Family secrets hung out to dry (July 14, 2002)
Irene Rawlings likes to tell the story of a clothesline she saw in Venice. Strung between two buildings over a canal, the line held a man's work clothes. Mixed with the man's things were a woman's underwear, black and extra-large, and children's clothes. That brief glimpse of the washing revealed a great deal about the Italian family.
Closer to home, she writes "one glance at a clothesline told everything about the new family down the block." Rawlings, who is editor of Mountain Living, and Andrea VanSteenhouse, author and radio talk-show host, put together "The Clothesline" (Gibbs Smith, 96 pages, $21.95) with the help of art director Loneta Showell.
"The Clothesline" is more than just a nostalgia trip, although there are plenty of pictures and stories to remind you of the past. This beautifully designed and illustrated book is a look at a time when laundry was a major household activity, and the way you washed and hung up your clothes marked a housewife as efficient or slovenly. "If you wash on Monday, you have all the week to dry," went a jump-rope rhyme.
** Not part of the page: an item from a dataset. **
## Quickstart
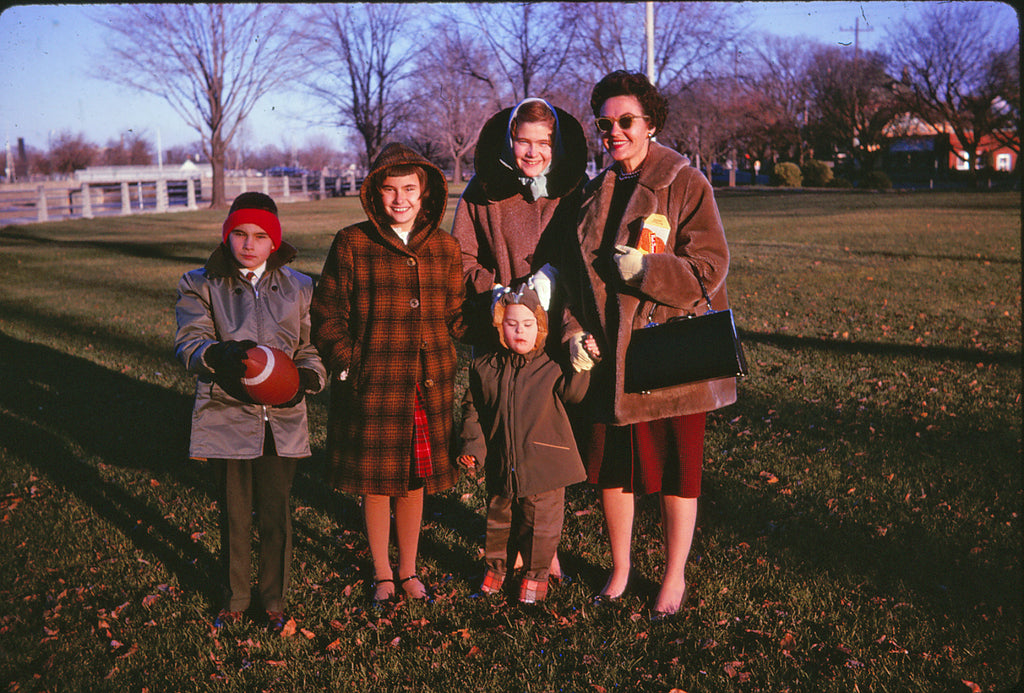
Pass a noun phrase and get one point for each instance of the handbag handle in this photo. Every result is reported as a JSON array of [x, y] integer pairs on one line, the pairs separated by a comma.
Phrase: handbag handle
[[704, 292]]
But "if you wash on Saturday, you are slovenly indeed." And then, of course, there was the proper way of hanging laundry, with underwear hidden from street view by sheets.
There were the lines themselves, not just put up haphazardly, but strung up on T-posts or umbrellalike stands that dominated the yard. When washer-dryers became popular in the 1960s, a clothesline meant you were behind the times. I know a woman who wanted to get rid of her unsightly clothesline but didn't have a dryer, so she asked if she could hang her clothes in her neighbor's yard.
Of course, there were the clothespins, dozens of shapes and materials, the first patented in 1932, washtubs, washboards and those plunger-like things that whipped the clothes around. The authors include pictures of pioneer women bent over tubs and one showing early-20th-century women with a portable wringer.
The heyday of the clothesline was the 1940s and 1950s, when women were offered all sorts of labor-saving devices for wash day. Little girls of that era were given tiny tubs and doll-size clothes pins to prepare them to become full-fledged washerwomen one day.
A generation ago, with washer-dryers being installed in
every home, women gave up the rituals of laundry, which is a pity, the
authors say. They don't advocate going back to washtubs, but they say
hanging up clothes on lines brings sunshine into the house. They also
include suggestions for airing bedding, washing unusual items, such as
leather gloves, recipes for lavender ironing water (made with vodka) and
soap, using leftover soap scraps and making lavender bags.
VanSteenhouse is a Denver Colorado public speaker, psychologist, and author of Empty
Nest, The Clothesline, and A Woman's Guide to a Simpler Life.